In conclusion, for the first time, we found that bna-miR165a-5p seems to participate in the wax biosynthesis process by regulating its putative target BnaA06g40560D. The expression level of a Pi-related miRNA, bna-miR827a, and its target genes were affected in wax-deficient rapeseeds. In future studies, it will be interesting to investigate the function of bna-miR165a-5p and bna-miR827a in Brassica napus.
Materials and Methods
Plant materials and sample collection
The wax-deficient rapeseed material (Brassica napus L. P4) was backcrossed with a wild-type material (NO. 2127) to develop a BC5 population, which was cultivated in the experimental field in Huazhong Agricultural University (Wuhan, Hubei Province, China). P4 is a natural mutation material discovered in the field of Chengdu Academy of Agriculture and Forestry Science, whereas NO. 2127 is a resynthesized B. napus line with intact cuticle structure. The wild-type material (NO. 2127) was used to cross with glossy material (P4) to generate F1 individuals. All of the F1 individuals showed glossy phenotype, indicating that the glossy trait was dominant.

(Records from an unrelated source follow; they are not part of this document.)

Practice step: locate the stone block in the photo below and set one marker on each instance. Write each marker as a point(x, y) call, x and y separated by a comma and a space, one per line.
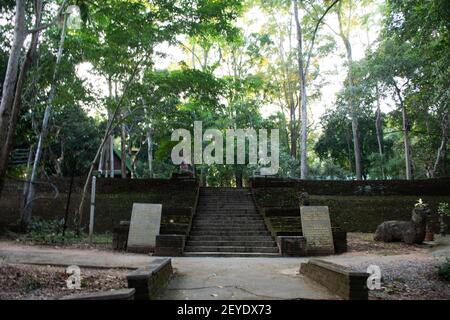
point(170, 245)
point(340, 280)
point(150, 281)
point(122, 294)
point(292, 246)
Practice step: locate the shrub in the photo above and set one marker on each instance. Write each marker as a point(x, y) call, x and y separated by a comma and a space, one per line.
point(443, 271)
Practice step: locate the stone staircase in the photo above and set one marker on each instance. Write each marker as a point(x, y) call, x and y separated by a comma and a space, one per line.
point(227, 224)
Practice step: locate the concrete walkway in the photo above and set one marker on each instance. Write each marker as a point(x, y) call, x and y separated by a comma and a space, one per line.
point(195, 278)
point(217, 278)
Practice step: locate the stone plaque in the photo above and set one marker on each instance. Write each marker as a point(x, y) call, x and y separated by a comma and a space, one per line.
point(316, 227)
point(144, 227)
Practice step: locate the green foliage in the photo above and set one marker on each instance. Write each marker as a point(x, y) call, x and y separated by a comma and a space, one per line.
point(48, 232)
point(444, 209)
point(443, 271)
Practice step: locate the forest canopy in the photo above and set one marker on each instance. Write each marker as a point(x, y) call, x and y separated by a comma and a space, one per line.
point(357, 89)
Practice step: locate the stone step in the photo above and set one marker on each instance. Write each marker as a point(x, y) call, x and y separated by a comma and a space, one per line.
point(230, 238)
point(231, 249)
point(227, 215)
point(230, 233)
point(227, 207)
point(242, 228)
point(231, 255)
point(268, 244)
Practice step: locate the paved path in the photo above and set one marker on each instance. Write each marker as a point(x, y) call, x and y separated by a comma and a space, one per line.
point(195, 278)
point(216, 278)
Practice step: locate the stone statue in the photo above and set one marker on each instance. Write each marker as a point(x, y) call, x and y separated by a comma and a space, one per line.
point(303, 198)
point(410, 232)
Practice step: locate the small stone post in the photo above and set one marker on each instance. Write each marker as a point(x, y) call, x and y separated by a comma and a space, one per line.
point(92, 212)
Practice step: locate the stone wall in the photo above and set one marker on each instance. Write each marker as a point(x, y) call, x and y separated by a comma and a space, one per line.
point(350, 209)
point(114, 201)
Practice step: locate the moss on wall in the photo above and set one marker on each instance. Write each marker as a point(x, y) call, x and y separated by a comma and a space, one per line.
point(114, 202)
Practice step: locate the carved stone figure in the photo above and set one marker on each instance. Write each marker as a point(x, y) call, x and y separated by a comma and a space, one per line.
point(410, 232)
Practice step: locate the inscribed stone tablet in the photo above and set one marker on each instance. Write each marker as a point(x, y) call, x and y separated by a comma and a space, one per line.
point(316, 228)
point(144, 227)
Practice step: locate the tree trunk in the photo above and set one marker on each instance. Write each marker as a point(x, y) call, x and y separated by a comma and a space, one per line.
point(26, 213)
point(150, 151)
point(441, 149)
point(238, 175)
point(9, 84)
point(406, 141)
point(110, 127)
point(353, 112)
point(123, 166)
point(304, 103)
point(379, 131)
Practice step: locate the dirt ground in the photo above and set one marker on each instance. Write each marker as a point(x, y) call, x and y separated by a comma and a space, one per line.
point(409, 272)
point(28, 282)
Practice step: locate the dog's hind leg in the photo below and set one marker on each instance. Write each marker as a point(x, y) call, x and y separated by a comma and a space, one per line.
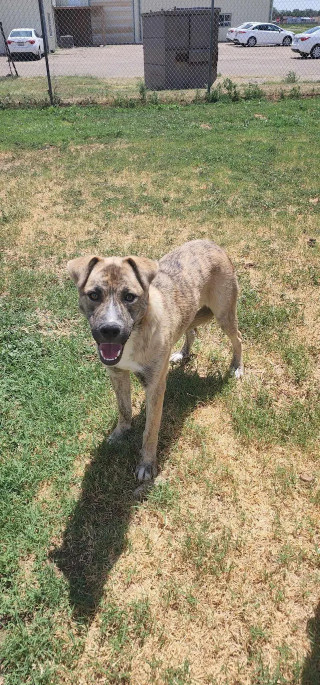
point(229, 325)
point(224, 307)
point(184, 353)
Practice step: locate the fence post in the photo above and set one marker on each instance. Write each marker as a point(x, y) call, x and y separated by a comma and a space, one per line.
point(46, 48)
point(211, 47)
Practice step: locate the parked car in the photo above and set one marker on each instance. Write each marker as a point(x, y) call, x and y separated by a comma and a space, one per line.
point(263, 34)
point(231, 32)
point(307, 43)
point(25, 41)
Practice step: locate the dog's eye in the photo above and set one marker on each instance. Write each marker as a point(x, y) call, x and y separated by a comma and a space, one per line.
point(94, 296)
point(129, 297)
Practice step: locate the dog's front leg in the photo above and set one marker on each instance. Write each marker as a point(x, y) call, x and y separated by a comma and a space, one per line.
point(147, 468)
point(120, 381)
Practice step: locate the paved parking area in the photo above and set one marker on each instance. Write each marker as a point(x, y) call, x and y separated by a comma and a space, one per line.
point(126, 61)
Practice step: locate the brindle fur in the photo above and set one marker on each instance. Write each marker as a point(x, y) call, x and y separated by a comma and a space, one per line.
point(185, 289)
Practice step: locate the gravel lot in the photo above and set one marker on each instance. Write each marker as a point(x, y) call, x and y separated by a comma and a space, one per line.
point(126, 61)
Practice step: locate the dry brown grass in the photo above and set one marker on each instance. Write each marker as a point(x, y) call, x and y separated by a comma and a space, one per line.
point(227, 563)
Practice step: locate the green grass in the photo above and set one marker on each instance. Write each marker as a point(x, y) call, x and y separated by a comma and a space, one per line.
point(99, 587)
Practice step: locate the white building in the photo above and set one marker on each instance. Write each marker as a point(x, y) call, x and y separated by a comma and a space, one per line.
point(25, 14)
point(102, 22)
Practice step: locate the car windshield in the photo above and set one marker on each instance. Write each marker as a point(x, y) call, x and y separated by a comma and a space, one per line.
point(21, 34)
point(313, 30)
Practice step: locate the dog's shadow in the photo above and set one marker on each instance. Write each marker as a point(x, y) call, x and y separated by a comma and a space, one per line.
point(311, 668)
point(95, 535)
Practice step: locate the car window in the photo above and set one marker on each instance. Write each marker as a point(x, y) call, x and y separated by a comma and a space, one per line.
point(21, 34)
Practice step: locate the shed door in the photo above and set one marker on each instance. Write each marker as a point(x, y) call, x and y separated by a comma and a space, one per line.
point(119, 21)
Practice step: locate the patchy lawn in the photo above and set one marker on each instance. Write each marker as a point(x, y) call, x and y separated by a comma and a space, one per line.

The stem epidermis from six independent individuals of glossy progeny and six independent individuals of waxy progeny were peeled at four weeks after cultivation. These harvested materials were stored in liquid nitrogen for subsequent RNA isolation.
RNA extraction and library construction
Total RNA was extracted using TRIzol reagent (Invitrogen, Carlsbad, CA, USA) according to the manufacturer’s instructions. RNA quality and quantity were measured with the NanoDrop 2000 (Thermo Scientific, Waltham, MA, USA) and Agilent 2100 Bioanalyzer (Agient, Santa Clara, CA, USA). After RNA being extracted, equal quantities of three glossy or wild-type RNA samples were pooled and named GL-1, GL-2, WT-1, and WT-2, respectively. For each phenotype, two biological replicates were sequenced for further analysis.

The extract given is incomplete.